28.12.07

Le Bangladesh renonce à prêter ses trésors

Le Musée Guimet va revoir son programme de la rentrée. L'exposition "Chefs-d'oeuvre du delta du Gange", qui devait ouvrir le 9 janvier, n'aura pas lieu. Lors d'une réunion exceptionnelle, mardi 25 décembre, le gouvernement bangladais a annoncé l'annulation de sa collaboration avec le musée parisien après le vol, samedi 22 décembre, de deux statues de Vishnou, vieilles de 1 500 ans, dans la zone de fret international de l'aéroport de Dacca (Le Monde du 27 décembre). Les 143 pièces restantes vont donc retrouver leurs musées d'origine et les autorités françaises ont été priées de rapatrier 42 oeuvres qui avaient déjà été expédiées le 1er décembre.

Cette décision était attendue. Les deux représentations de Vishnou dérobées, témoignages de l'art de la période Gupta (320-480), avaient été acheminées vendredi soir, avec douze autres caisses, sous escorte policière, du Musée national de Dacca à l'aéroport. Un représentant de l'ambassade de France était également présent. Après le passage en douane, les treize caisses avaient été placées sur des palettes. Le lendemain, alors qu'elles étaient transportées dans l'avion d'Air France, un des conservateurs bangladais a constaté la disparition d'une d'entre elles. L'aéroport a été bouclé. Une heure plus tard, la police retrouvait la caisse vide, dans une pièce d'eau, à proximité. Trente personnes ont été interrogées et quinze d'entre elles se trouvaient toujours, mercredi soir, en garde à vue.

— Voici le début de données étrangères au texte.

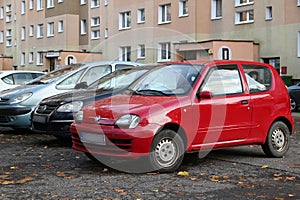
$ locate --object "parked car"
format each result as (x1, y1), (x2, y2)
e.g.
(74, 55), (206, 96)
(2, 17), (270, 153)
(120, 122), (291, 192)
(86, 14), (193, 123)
(70, 61), (294, 172)
(0, 61), (140, 129)
(31, 66), (152, 142)
(0, 70), (45, 92)
(288, 83), (300, 111)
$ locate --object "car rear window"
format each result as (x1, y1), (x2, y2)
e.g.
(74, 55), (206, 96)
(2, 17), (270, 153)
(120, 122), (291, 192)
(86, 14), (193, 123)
(243, 65), (272, 93)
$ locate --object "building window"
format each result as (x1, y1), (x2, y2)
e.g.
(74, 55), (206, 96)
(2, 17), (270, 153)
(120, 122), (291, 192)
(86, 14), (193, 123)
(6, 29), (12, 37)
(298, 31), (300, 57)
(28, 52), (33, 63)
(119, 12), (131, 30)
(36, 24), (44, 38)
(91, 0), (100, 8)
(266, 6), (272, 20)
(29, 25), (34, 37)
(0, 31), (4, 43)
(137, 8), (145, 24)
(158, 42), (171, 62)
(104, 0), (108, 6)
(235, 10), (254, 24)
(104, 28), (108, 38)
(36, 52), (44, 65)
(120, 47), (131, 61)
(47, 22), (54, 37)
(235, 0), (254, 6)
(137, 44), (146, 58)
(179, 0), (188, 17)
(36, 0), (44, 11)
(211, 0), (222, 19)
(6, 14), (12, 22)
(91, 30), (100, 40)
(57, 20), (64, 33)
(47, 0), (54, 8)
(29, 0), (34, 10)
(21, 1), (26, 15)
(91, 17), (100, 26)
(0, 7), (4, 19)
(21, 26), (26, 40)
(80, 19), (86, 35)
(158, 4), (171, 24)
(20, 52), (25, 66)
(6, 39), (12, 47)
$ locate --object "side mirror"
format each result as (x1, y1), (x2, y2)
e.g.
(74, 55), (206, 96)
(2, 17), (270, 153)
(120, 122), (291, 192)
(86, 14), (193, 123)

L'affaire provoque une très grande émotion au Bangladesh. Dans ce pays sous état d'urgence, le conseiller chargé de la culture dans le gouvernement provisoire évoque son éventuelle démission. Ce prêt de quelque 180 trésors nationaux balayant les civilisations bouddhiste, hindoue et musulmane marquait, il est vrai, "une première mondiale", comme l'indiquait le très complet catalogue édité par la Réunion des musées nationaux.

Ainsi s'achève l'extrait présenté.